Remembering David Perlman

The National Association of Science Writers is saddened to learn of the passing of David Perlman, longtime science writer and editor for the San Francisco Chronicle. Perlman broke many significant science stories over his career and served as president of NASW from 1970-71.

More importantly, Dave was a kind, caring, and considerate colleague and mentor to so many in the science writing community. He gave graciously of his time, especially to early career writers. Many, many of us are indebted to him not only for how he demonstrated and upheld the highest standards in our profession, but also for his generosity and compassion to other writers and editors. We are stronger and better for his presence in our lives.

Accordingly, NASW is naming our new summer virtual mentoring program the David Perlman Virtual Mentoring Program. This program, conceived and coordinated by NASW’s Education Committee, pairs experienced science writers with early-career writers. Currently in its inaugural year, the program has paired up 98 students and 98 volunteer mentors for one-on-one coaching on a specific assignment, the very kind of support we will always remember Dave for.

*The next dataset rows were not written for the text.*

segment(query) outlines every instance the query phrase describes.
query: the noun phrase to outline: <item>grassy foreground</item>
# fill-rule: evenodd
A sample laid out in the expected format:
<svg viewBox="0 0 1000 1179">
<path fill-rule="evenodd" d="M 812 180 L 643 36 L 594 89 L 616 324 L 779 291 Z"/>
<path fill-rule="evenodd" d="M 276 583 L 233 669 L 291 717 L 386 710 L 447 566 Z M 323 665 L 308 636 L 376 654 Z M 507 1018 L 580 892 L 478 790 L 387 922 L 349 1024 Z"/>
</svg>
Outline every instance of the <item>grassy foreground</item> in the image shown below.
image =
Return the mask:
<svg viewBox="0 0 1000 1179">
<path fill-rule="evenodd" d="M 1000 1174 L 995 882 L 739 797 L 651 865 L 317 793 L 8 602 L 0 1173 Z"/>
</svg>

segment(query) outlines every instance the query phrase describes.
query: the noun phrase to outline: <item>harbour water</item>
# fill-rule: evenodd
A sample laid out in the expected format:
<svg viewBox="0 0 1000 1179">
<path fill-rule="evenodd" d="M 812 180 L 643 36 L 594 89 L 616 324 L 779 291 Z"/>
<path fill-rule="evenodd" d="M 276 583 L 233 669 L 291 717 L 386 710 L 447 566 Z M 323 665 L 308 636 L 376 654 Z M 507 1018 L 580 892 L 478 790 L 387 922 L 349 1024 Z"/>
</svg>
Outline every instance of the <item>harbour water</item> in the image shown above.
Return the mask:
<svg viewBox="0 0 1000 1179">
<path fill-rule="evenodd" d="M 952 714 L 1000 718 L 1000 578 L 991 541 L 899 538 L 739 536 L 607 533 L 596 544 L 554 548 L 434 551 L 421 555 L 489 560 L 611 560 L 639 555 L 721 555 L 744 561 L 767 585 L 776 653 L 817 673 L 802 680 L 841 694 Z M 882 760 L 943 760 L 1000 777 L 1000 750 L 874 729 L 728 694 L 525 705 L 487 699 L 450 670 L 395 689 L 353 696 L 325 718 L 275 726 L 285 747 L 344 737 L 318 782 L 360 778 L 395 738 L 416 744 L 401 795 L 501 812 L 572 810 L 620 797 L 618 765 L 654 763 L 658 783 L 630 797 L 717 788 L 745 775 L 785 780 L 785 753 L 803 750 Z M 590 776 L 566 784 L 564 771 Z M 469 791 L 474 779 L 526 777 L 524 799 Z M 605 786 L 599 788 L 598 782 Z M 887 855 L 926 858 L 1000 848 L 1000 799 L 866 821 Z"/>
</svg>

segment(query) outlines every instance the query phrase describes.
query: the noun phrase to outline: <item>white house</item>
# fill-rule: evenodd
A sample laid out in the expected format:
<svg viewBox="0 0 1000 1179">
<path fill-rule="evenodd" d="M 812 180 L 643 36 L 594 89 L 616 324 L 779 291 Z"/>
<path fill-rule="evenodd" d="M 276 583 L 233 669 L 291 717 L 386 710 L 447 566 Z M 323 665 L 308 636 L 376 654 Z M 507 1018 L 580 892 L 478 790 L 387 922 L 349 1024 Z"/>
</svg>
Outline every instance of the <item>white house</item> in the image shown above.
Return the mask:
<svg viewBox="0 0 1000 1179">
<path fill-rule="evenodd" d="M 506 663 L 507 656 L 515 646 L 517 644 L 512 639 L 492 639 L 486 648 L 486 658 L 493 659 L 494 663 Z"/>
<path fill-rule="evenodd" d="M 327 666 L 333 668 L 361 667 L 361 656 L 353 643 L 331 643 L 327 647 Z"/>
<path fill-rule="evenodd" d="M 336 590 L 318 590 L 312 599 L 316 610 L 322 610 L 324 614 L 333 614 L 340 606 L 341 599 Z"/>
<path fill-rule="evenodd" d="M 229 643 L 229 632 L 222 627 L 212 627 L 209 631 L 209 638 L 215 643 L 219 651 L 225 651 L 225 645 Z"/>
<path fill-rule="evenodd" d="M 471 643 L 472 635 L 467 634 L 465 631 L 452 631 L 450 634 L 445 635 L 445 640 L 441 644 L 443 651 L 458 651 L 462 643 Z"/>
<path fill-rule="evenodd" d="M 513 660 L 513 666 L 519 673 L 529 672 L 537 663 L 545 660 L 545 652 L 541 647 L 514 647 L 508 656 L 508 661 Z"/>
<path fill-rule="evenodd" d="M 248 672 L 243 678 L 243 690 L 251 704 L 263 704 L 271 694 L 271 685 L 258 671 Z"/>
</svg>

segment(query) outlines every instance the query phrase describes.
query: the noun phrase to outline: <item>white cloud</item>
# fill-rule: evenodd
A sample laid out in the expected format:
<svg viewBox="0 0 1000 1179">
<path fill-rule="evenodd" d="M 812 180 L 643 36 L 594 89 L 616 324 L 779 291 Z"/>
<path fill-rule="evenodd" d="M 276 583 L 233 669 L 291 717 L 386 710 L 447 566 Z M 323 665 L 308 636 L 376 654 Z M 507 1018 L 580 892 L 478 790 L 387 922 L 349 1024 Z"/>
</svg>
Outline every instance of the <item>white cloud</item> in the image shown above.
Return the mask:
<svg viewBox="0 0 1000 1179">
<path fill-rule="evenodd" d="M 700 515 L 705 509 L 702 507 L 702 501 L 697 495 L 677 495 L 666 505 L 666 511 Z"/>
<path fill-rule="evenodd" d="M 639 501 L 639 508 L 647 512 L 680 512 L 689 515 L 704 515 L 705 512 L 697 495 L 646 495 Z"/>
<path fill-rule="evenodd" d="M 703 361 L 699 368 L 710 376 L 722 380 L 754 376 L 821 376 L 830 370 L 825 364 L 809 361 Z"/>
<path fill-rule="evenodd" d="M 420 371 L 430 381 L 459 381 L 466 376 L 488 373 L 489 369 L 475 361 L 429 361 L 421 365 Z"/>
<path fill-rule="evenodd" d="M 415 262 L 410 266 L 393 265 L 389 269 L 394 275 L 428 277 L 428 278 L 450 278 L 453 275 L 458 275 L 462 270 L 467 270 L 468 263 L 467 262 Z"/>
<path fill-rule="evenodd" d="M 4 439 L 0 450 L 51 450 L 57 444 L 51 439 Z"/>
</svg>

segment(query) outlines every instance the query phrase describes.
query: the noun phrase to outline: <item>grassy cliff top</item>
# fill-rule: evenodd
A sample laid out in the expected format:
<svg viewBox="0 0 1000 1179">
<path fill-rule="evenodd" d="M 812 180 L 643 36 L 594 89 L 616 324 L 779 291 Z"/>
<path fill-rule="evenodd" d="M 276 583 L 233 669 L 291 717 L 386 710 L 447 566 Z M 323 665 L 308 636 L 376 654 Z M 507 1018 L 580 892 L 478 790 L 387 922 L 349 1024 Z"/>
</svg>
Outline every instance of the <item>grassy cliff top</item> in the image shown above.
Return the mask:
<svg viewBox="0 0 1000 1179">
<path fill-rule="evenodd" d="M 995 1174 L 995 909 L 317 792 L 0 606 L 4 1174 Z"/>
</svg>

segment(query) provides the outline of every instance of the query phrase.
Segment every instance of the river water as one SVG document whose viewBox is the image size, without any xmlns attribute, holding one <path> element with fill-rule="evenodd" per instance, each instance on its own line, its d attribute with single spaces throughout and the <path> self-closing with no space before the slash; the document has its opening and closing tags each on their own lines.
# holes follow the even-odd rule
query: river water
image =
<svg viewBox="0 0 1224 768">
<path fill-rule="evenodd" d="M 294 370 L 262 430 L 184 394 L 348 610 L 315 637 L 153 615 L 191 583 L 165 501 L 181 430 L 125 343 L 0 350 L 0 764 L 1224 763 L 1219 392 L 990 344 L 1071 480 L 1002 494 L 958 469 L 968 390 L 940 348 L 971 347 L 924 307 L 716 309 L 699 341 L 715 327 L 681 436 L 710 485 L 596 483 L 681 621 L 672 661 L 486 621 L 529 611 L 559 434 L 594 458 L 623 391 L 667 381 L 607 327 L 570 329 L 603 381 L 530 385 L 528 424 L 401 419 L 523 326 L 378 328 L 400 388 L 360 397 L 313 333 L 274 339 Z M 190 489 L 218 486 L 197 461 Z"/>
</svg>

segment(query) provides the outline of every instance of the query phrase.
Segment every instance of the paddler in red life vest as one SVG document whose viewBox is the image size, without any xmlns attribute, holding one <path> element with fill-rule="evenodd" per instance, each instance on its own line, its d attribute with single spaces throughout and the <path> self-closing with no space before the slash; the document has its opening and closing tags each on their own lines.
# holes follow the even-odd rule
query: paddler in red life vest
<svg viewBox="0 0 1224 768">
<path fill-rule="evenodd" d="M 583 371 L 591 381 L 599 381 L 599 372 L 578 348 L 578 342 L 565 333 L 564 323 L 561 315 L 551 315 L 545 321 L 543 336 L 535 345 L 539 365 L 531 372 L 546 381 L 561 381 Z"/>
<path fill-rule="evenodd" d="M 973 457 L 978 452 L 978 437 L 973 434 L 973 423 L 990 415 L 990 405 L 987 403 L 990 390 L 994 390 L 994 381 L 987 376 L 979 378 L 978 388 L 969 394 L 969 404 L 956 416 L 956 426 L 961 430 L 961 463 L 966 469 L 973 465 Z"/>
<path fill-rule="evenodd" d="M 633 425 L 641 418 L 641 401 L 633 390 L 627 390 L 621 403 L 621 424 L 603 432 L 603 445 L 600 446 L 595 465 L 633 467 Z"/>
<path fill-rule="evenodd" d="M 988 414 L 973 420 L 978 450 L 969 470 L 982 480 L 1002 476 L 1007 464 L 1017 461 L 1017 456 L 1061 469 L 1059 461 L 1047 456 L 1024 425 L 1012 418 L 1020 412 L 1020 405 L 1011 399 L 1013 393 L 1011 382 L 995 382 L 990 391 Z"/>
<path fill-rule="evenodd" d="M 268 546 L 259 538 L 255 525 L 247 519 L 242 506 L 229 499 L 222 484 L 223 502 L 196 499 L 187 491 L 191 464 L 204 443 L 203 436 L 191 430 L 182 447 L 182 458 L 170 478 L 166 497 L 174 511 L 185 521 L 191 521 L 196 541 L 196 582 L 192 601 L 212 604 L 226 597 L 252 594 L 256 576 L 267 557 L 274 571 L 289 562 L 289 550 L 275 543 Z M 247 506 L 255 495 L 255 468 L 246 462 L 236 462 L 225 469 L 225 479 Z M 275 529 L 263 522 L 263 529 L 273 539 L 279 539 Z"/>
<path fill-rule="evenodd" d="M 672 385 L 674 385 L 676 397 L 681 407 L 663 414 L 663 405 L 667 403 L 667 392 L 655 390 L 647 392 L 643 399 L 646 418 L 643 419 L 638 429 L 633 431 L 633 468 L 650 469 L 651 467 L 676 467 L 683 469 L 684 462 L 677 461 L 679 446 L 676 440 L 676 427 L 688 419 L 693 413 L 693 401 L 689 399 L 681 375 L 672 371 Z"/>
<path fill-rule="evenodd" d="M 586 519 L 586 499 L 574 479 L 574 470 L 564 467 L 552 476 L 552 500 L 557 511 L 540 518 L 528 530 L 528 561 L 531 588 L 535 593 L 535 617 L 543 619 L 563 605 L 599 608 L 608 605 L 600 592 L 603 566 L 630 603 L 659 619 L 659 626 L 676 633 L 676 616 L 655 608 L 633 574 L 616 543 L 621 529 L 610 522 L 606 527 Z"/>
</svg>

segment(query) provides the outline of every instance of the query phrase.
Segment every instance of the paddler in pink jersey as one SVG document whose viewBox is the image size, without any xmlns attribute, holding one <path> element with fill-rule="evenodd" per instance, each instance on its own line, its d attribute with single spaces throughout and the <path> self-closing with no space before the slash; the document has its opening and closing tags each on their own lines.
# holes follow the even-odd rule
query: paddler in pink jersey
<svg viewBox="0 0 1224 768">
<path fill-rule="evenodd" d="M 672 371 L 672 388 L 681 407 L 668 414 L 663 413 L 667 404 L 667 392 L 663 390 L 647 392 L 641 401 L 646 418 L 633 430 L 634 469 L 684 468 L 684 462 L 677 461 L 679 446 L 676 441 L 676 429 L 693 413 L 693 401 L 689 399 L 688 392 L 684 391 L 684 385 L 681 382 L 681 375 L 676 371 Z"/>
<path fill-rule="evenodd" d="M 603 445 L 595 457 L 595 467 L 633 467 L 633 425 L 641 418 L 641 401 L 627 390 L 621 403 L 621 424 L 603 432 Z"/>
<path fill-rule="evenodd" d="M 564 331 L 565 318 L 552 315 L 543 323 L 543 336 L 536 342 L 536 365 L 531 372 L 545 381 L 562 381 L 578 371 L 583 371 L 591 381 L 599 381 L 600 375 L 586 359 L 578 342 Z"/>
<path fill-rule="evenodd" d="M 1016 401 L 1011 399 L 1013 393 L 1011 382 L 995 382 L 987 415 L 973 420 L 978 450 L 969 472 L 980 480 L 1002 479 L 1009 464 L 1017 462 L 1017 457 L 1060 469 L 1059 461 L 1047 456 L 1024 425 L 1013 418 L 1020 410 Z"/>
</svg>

Cristine Russell, former NASW president and immediate past president of the Council for the Advancement of Science Writing, shared a glimpse of Dave’s life and career in a piece for Scientific American. Her reflections are reprinted below with permission from Scientific American.

RIP David Perlman, the Dean of American Science Writing

Among other things, he covered the Apollo moon landings, the rise of recombinant DNA technology and the emergence of AIDS

By Cristine Russell

This piece appeared in Scientific American on June 20, 2020, and is reprinted here with permission.

The world will sorely miss the wit and wisdom of David Perlman, long admired as the senior statesman of American science writing, who passed away on June 19, 2020, at age 101. He was born during the 1918 flu pandemic and died in the midst of the COVID-19 pandemic. The former San Francisco Chronicle reporter and science editor emeritus was remarkable not only for his longevity — including more than seven decades in the news business — but for the extraordinary breadth of his coverage, from space shots to fossil remains, women’s reproductive health, and nuclear disarmament.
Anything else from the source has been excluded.